SXSW FILM 2011
By Don Simpson | March 22, 2011
Director: Miranda July
Writer(s): Miranda July
Starring: Miranda July, Hamish Linklater, David Warshofsky
Poor Paw Paw (creepily voiced by Miranda July), our narrator and…ahem…talking cat is dying. With only six months to live, Paw Paw requires constant medical attention. No one wants to adopt Paw Paw, that is until a cute curlicued couple, Sophie (Miranda July) and Jason (Hamish Linklater) decide that they will do a good deed and bring Paw Paw home with them. After they commit to taking care of Paw Paw, Sophie and Jason are informed by the animal clinic that their love and care will probably help Paw Paw live significantly longer, a revelation that strikes the two of them like a lightening bolt.
Suddenly, Sophie and Jason perceive their adoption of Paw Paw as the end of their lives while Paw Paw sees it as the highly anticipated renewal of his. It will be another 28 days until Sophie and Jason can officially bring Paw Paw home, so they have time to mentally prepare for this impending change in their lives. Sophie and Jason, both 35 years old, decide that they should make the very most of their remaining days of freedom. (“We’re 35 now…by the time the cat dies, we’ll be 40…might as well be 50…after that, spare change.” “Spare change?” “Less than a dollar — not enough to get anything you want.”)
Sophie quits her job as a dance instructor and promises herself that she will record a new dance routine on You Tube every day for the next 28 days. Jason quits his job as a computer support technician and opting to “look for coincidences” and “listen to what people are saying” for hints regarding his destiny, he becomes a volunteer for an environmental non-profit, Tree by Tree. (Jason describes the current state of the world, thanks in no small part to global warming, as a building just as it has been hit by a wrecking ball in a cartoon.) Sophie also releases them from the greatest shackle of them all by discontinuing their Internet service.
Jason’s new life suits him pretty well, but Sophie is unable to gain any momentum toward her goals. As a couple, their perceived freedoms begin gnawing at their relationship bonds; an insurmountable distance quickly grows between them. This is around the time where two key supporting characters, Marshall (David Warshofsky) and Joe (Joe Putterlik), are catapulted into the picture. Jason finds himself in a position that he must stop time (something he has claimed the ability to do ever since the opening scene), while Sophie partakes in a rebirth of sorts, via a stunningly surreal cocoon-like dance in a yellow t-shirt.

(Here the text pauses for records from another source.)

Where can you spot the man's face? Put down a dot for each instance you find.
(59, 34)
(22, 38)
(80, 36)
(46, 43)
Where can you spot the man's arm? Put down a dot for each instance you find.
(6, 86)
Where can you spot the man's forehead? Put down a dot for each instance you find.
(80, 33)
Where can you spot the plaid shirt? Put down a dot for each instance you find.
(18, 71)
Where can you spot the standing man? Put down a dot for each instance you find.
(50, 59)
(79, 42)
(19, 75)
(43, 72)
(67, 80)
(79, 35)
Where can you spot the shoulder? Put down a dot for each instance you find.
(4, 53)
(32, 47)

Sophie and Jason begin the film so perfectly matched for each other that they could have been twins. Now they are utter strangers because they embarked in making one serious commitment—the adoption of an ailing pet. Unfortunately, they cannot truly comprehend the dire consequences of breaking their commitment, not just to themselves, but also to Paw Paw. (Poor Paw Paw…) The fate of their relationship weighs heavily upon Paw Paw’s future. With allusions to the female baby factory, the female menstrual cycle (28 days) and fertility (35 years old, often the age associated with a sharp decline in fertility), The Future serves as apparent analogies for the certainty of the passage of time and “aging” couples whose seemingly perfect relationships become devastated by the possibility of throwing a baby into the mix. To many people, babies are the ultimate sign of commitment and represent the loss of personal freedom for the parents.

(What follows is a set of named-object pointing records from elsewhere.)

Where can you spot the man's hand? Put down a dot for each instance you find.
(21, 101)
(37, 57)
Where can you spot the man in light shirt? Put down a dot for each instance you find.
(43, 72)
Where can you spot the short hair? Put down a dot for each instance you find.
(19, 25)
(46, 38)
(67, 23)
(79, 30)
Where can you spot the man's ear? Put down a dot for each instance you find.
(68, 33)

Following up on her near brilliant directorial debut, Me and You and Everyone We Know, writer-director Miranda July takes The Future to some new and fascinating places. The Future, unlike Me and You and Everyone We Know, dives deep into a world that mixes magical realism (the talking cat, Jason’s ability to stop time, etc.) with surrealism. She may have felt somewhat confined to cinematic conventions in Me and You and Everyone We Know; but with The Future, July expresses a uniquely personal freedom of expression. As psychologically cerebral as The Future seems, it is the work of unadulterated eye candy as well, with its luscious color palate, keen fashion eye, and wondrously theatrical scenes of performance art.

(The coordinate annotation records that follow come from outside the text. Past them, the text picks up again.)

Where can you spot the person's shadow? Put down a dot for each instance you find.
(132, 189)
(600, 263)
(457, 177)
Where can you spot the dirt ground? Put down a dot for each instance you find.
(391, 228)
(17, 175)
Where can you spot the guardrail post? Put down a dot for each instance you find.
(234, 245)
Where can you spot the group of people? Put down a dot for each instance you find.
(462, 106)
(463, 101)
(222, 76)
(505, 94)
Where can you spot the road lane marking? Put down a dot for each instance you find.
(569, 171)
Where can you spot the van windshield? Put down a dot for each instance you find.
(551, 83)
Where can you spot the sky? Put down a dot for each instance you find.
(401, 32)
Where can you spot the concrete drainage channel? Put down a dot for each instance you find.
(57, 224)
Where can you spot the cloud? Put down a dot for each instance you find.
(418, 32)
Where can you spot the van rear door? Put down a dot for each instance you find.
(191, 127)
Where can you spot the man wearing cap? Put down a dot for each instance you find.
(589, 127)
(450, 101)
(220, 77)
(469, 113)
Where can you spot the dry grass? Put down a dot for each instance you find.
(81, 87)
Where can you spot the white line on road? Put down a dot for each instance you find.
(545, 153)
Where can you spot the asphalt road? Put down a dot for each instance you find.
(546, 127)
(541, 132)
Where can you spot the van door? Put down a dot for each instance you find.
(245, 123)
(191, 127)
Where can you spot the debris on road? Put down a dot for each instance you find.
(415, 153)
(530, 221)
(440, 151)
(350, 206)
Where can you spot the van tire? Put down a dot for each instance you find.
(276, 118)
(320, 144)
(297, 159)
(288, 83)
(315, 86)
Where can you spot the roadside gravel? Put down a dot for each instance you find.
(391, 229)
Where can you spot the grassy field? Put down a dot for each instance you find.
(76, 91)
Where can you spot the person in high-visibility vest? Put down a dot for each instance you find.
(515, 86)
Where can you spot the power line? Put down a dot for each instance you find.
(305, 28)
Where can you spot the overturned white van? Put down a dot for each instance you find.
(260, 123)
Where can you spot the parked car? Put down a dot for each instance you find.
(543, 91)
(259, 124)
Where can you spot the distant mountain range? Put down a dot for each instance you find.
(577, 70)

July also rehashes situations that are familiar to us from Me and You and Everyone We Know. Both films reveal that July is fascinated by relationships between people who “know” each other and between complete strangers and creates various scenarios to compare and contrast the levels of kindness, strangeness and romanticism inherent in each pairing. July’s characters are deeply flawed and unpredictable, revealing incredibly wide ranges of emotions and desires. The differences between coincidence and fate are practically indistinguishable; I sometimes wonder if July is working out her theological beliefs concerning the presence of a “higher power” at the rate of 24 frames per second.